Can fix it by putting the upconvertedCharacters result into a local variable, but it needs to be of type UpconvertedCharacters (likely done with "auto"), not a const UChar*.

> > Also worried about the performance implications; the upconvertedCharacters
> > code path is not necessarily the most efficient way to get 16-bit characters
> > for a purpose like this.
>
> Do you have any suggestion? In most cases we already have a 16bit content
> here, only a very simple, 8bit content with RTL direction needs upconverting.

Oh, I didn’t realize that. If we’ll skip this code path in the common case and not do it for all cases of 8-bit characters, then I withdraw my objection.

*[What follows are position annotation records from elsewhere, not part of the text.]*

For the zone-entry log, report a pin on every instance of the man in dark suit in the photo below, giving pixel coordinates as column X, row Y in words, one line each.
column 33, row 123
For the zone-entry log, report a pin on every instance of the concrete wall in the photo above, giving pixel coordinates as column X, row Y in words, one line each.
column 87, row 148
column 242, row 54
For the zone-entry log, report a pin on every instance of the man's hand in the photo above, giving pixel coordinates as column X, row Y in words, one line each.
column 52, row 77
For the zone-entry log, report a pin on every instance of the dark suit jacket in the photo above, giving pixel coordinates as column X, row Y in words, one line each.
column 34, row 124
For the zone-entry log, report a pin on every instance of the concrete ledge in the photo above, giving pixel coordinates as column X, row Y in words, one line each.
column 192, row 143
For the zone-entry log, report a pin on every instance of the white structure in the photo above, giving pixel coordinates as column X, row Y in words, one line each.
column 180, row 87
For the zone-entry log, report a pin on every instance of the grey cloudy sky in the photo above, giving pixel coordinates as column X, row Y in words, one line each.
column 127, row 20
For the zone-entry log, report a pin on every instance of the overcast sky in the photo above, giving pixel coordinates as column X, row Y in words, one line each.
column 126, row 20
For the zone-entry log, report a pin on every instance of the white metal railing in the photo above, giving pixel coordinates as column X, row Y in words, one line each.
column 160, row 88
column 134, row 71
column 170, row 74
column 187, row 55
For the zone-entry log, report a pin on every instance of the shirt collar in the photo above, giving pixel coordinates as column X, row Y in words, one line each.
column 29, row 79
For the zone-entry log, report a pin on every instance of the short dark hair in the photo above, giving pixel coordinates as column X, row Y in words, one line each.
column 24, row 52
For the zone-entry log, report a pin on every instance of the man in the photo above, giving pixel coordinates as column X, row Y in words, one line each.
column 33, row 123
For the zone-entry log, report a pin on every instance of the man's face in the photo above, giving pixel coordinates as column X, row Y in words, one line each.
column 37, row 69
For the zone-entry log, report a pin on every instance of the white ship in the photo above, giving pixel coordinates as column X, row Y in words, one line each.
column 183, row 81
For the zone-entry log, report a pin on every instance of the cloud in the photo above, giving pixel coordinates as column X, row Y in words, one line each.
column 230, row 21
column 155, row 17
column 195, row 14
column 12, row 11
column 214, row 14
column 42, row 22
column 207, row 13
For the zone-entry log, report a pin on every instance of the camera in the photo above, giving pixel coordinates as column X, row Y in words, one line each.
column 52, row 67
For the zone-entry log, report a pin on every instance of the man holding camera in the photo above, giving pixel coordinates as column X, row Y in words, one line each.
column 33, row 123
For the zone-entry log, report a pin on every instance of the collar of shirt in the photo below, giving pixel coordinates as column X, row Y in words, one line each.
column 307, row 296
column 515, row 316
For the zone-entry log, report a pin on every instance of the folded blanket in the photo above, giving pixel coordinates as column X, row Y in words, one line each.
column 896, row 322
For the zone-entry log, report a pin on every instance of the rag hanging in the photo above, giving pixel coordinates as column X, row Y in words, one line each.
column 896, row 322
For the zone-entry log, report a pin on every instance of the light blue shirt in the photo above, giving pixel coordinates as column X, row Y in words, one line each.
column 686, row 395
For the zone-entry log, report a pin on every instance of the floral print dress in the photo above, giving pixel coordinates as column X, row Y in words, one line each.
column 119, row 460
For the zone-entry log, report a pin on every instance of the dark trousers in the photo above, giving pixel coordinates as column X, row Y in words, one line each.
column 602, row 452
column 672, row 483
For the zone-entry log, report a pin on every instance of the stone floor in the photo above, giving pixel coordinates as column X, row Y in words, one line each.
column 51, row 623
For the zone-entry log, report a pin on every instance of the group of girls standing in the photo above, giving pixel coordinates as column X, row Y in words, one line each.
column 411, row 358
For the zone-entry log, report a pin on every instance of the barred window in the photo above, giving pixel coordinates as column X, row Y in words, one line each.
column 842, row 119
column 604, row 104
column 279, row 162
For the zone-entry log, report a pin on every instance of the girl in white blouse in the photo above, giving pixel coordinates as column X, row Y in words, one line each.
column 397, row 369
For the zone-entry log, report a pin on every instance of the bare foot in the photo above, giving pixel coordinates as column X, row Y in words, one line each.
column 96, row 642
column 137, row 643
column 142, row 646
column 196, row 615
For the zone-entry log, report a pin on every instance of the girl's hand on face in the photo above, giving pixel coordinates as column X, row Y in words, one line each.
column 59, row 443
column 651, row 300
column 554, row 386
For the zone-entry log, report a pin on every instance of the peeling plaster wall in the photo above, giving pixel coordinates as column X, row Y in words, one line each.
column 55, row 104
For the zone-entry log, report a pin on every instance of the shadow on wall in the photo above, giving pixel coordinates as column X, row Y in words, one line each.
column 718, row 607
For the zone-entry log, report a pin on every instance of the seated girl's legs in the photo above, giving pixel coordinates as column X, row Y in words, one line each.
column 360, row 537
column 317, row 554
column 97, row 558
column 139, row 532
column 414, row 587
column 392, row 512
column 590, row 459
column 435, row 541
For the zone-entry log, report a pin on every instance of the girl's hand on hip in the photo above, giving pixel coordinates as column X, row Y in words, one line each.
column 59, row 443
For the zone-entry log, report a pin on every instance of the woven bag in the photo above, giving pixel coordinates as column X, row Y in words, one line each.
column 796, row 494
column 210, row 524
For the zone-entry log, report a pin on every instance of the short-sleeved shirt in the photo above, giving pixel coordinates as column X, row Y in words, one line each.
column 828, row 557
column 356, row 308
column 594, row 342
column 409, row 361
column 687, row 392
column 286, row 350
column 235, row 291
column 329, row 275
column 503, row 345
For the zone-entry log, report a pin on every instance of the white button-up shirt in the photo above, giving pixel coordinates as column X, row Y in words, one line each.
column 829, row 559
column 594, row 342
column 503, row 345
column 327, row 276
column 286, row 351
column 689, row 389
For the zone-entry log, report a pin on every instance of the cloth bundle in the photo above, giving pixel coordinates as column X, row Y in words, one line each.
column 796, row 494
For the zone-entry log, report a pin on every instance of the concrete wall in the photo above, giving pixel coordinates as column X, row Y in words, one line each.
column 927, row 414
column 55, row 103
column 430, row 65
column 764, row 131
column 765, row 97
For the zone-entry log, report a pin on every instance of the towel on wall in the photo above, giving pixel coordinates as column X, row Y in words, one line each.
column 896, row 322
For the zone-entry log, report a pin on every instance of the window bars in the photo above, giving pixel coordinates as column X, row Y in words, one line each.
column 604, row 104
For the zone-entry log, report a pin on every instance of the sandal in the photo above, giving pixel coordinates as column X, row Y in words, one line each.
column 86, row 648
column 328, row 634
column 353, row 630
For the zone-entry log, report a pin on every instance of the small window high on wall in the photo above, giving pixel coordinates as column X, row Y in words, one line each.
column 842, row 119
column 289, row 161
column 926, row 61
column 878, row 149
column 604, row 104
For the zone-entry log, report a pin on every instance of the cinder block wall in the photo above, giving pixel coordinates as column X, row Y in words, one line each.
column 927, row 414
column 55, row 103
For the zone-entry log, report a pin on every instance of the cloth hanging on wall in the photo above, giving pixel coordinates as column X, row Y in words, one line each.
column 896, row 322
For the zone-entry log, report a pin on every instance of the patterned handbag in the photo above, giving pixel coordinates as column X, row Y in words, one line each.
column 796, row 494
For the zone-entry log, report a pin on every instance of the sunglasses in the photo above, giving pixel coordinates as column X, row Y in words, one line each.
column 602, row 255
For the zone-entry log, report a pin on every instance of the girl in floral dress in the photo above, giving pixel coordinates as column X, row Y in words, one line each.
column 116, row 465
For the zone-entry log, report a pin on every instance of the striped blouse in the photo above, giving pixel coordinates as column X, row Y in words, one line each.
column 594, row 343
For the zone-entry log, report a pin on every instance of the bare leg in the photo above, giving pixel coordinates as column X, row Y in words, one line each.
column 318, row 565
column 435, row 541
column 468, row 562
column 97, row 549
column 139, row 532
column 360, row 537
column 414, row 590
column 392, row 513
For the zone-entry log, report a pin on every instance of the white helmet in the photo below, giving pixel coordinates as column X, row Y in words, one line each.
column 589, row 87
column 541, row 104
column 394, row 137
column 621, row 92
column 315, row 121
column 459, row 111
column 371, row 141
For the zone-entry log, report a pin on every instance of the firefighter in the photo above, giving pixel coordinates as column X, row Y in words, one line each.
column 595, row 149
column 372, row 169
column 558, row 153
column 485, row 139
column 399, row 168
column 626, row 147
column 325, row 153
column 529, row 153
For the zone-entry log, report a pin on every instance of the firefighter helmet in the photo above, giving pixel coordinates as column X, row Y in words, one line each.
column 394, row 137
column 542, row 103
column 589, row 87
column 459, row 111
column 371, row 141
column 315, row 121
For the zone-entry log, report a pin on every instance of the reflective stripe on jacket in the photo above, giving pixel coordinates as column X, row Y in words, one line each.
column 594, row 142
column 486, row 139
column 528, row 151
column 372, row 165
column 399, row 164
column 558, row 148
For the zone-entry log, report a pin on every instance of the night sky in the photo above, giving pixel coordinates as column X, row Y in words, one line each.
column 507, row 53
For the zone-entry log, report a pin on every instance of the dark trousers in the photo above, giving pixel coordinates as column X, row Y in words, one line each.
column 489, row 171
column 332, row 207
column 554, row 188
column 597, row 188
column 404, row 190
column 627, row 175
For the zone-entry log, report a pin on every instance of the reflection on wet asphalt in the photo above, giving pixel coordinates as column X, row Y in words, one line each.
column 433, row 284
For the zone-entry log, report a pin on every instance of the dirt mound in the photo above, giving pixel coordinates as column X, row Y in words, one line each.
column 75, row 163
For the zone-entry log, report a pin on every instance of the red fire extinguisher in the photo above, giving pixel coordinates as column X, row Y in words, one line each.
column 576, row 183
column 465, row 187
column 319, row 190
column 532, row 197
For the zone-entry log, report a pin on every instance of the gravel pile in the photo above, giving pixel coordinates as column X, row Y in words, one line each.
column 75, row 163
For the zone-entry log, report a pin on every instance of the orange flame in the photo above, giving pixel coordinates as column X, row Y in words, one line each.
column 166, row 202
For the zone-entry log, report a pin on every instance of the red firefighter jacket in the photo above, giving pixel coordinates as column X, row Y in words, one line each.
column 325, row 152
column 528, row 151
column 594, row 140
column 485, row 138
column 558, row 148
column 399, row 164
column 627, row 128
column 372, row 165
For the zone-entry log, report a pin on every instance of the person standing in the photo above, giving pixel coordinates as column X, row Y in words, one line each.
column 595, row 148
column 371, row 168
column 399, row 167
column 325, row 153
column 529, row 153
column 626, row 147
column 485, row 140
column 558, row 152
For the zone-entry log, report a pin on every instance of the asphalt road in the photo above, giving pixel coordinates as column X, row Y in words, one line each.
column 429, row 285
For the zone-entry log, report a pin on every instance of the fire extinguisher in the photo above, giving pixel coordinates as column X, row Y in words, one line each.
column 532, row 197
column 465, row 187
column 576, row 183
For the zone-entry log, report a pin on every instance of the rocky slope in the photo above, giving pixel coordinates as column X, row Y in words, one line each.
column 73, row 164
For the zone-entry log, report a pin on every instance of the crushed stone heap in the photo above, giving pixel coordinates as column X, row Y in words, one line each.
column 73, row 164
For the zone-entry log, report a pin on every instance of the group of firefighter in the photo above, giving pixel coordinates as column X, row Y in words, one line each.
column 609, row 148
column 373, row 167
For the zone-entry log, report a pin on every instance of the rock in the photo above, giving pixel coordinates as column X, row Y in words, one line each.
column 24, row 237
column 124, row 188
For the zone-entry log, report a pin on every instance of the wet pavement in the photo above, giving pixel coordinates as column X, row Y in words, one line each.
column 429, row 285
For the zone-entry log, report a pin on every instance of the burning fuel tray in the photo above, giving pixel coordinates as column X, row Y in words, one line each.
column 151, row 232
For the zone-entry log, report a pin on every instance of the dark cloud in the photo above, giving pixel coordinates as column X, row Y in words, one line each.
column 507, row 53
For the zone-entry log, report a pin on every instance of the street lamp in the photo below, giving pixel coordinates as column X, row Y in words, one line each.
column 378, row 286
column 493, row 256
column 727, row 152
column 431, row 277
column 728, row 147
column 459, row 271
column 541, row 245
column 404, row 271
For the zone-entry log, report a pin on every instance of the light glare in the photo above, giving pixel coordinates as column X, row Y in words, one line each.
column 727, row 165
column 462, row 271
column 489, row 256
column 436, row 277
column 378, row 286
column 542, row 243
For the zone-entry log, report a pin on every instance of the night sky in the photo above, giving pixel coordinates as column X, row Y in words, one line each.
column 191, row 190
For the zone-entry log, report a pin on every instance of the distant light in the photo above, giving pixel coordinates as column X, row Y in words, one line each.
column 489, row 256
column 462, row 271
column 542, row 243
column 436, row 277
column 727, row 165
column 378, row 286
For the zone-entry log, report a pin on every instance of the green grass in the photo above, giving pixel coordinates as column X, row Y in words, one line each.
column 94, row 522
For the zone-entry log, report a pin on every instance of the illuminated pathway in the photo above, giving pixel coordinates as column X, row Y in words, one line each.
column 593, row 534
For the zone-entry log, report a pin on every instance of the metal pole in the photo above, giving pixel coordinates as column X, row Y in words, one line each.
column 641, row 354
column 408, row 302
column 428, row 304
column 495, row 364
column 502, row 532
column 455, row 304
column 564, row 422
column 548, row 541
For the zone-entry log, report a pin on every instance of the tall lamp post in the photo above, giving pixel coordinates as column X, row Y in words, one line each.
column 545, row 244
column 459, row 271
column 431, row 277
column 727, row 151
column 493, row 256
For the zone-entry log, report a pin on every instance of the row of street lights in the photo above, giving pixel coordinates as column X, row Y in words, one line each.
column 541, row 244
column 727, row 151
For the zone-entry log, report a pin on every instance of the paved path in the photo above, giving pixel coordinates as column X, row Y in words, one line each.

One example of how this is not necessarily best optimized for heavier uses is that UpconvertedCharacters puts the characters on the stack rather than doing a malloc/free pair if there are <= 32 characters. Explicitly-written code could set a different threshold, which would be valuable if longer strings are common, and the malloc/free cost is a significant part of the total cost.
Comment 9 zalan 2021-12-16 13:54:01 PST
(In reply to Darin Adler from comment #8)
> (In reply to zalan from comment #7)
> > Will fix. Thanks!
> 
> Can fix it by putting the upconvertedCharacters result into a local
> variable, but it needs to be of type UpconvertedCharacters (likely done with
> "auto"), not a const UChar*.
Thanks.

> 
> > > Also worried about the performance implications; the upconvertedCharacters
> > > code path is not necessarily the most efficient way to get 16-bit characters
> > > for a purpose like this.
> >
> > Do you have any suggestion? In most cases we already have a 16bit content
> > here, only a very simple, 8bit content with RTL direction needs upconverting.
> 
> Oh, I didn’t realize that. If we’ll skip this code path in the common case
> and not do it for all cases of 8-bit characters, then I withdraw my
> objection.
> 
> One example of how this is not necessarily best optimized for heavier uses
> is that UpconvertedCharacters puts the characters on the stack rather than
> doing a malloc/free pair if there are <= 32 characters. Explicitly-written
> code could set a different threshold, which would be valuable if longer
> strings are common, and the malloc/free cost is a significant part of the
> total cost.
Makes sense. For the common codepath this would certainly need an explicitly-written code (luckily this is not the case here -also, on ToT we always land with a 16bit content here (RTL is not yet enabled)).
Comment 10 zalan 2021-12-16 19:16:03 PST
Reopening to attach new patch.
Comment 11 zalan 2021-12-16 19:16:05 PST
Created attachment 447411 [details]
Patch
Comment 12 Darin Adler 2021-12-16 21:37:13 PST
Comment on attachment 447411 [details]
Patch

View in context: https://bugs.webkit.org/attachment.cgi?id=447411&action=review

> Source/WebCore/layout/formattingContexts/inline/InlineItemsBuilder.cpp:281
> +        , bidiContent.get()

Should work without the explicit call to get()
Comment 13 zalan 2021-12-17 06:17:58 PST
Created attachment 447452 [details]
Patch
Comment 14 EWS 2021-12-17 07:19:14 PST
Committed r287184 (245351@main): <https://commits.webkit.org/245351@main>

All reviewed patches have been landed. Closing bug and clearing flags on attachment 447452 [details].